On 30 September 2015, Amey achieved financial close on the integrated Isle of Wight Waste Contract, a 25-year waste project for the collection, recycling, treatment and disposal of residual waste for the Isle of Wight Council. The contract will involve the construction of a processing and treatment plant ensuring 90% of household waste will be diverted from landfill, treating around 75,000 tonnes per annum and producing around 20,000MWh per annum.
But what makes this project different from other PPP waste contracts?
The initial answer relates to the contract itself due to it being more than a standard design-build-finance-operate (DBFO) contract. It is unique to Amey’s portfolio as it is the only integrated contract comprising the full end-to-end service for municipal waste starting from the kerbside collection of every household on the island, right up to the treatment and disposal of the waste through the new facility being constructed as part of the contract.
In addition, this fully integrated solution is to be delivered across the entire island from day one of the contract. Setting aside the logistical challenges of delivering a service on an island, there was a requirement to provide collection and disposal services from day one even during the construction phase. Therefore an efficient interim service solution is crucial to the continuing provision of waste management services to the local residents, while minimising disruption and change to day-to-day activities.
Alongside this technical challenge came the timing challenges. With an incumbent PFI contract in place reaching expiry on 31 October, the council had a hard deadline of requiring the new contractor being in place by 1 November and, unlike many other DBFO-type PPPs, this deadline could not be missed or pushed back.
The presence of services from day one, within an arena as politically sensitive as residential waste collections, meant missing this deadline was not an option. This crucial deadline was met to the exact date thanks in large part to two key factors during 2015. The first was an efficient preferred bidder stage to financial close process of only three months, while the second was the rapid mobilisation to ensure a seamless transfer of operations between new and existing contractors.
Achieving such a quick financial close was the product of many factors, not least the rapport between Amey and the council. In a model example of the benefits of the competitive dialogue process, numerous elements of the solution were changed at each bid stage, listening to the council’s feedback and working collaboratively to meet the authority’s needs.
Core to this was the continual development of the financing solution. Working closely with the council, the finance solution was refreshed at each bid stage to submit a final tender with the optimal and best value for money solution.
Instead of raising finance from commercial banks, the project is being financed via regular prudential borrowing drawings, following the achievement of regular milestones throughout the construction period. The solution enables the authority to maximise the benefit of prudential borrowing, while still ensuring a secure and robust contractual solution is delivered, whereby the council only ever pays for works already delivered.
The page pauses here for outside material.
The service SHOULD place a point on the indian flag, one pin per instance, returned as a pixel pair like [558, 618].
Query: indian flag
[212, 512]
With financial close achieved, attention turned to completing the mobilisation activities to ensure readiness for the take-over of operations from the incumbent from 1 November. This included the adoption of all household collections on the island along with the running of its Household Waste Recycling Centres (HWRCs). With public, political and media interest high, the council was naturally keen to ensure minimal disruption to the island residents and avoid any negative press of uncollected bins mounting on the kerbsides. The smooth mobilisation, along with continuous and effective communications with the public, ensured the impact to the public was minimal with no disruption to their waste collections service.
The 25-year contract will transform how waste is collected and disposed of on the island. New mechanical treatment (MT) and advanced thermal treatment (ATT) plants will be built to maximise energy recovery, providing electricity to the island, while a dedicated visitor centre will engage communities in waste reduction programmes.
The vehicle routing and scheduling optimisation on collections will avoid congestion impacts, improve efficiencies and minimise disruption to residents and the environment. This will commence in earnest in early 2016, with a new approach to kerbside collections along with upgrades to two HWRCs, transforming the public’s interaction and increasing community involvement in recycling and waste management. Following the completion of the new MT and ATT facilities, the full operations can commence, diverting 90% of waste from landfill through a truly self-sustaining ‘on-island’ solution, delivered by islanders, for islanders.
So it may seem like just another waste PPP project on the face of it, but dig a little deeper and you will see it is a unique project with its own financial, technical and solution-driven challenges. However, through a client orientated approach, internal expertise and a drive to bring innovation to the market, the project has met the tough deadlines to date, and offers an exciting outlook for the island’s waste management for years to come.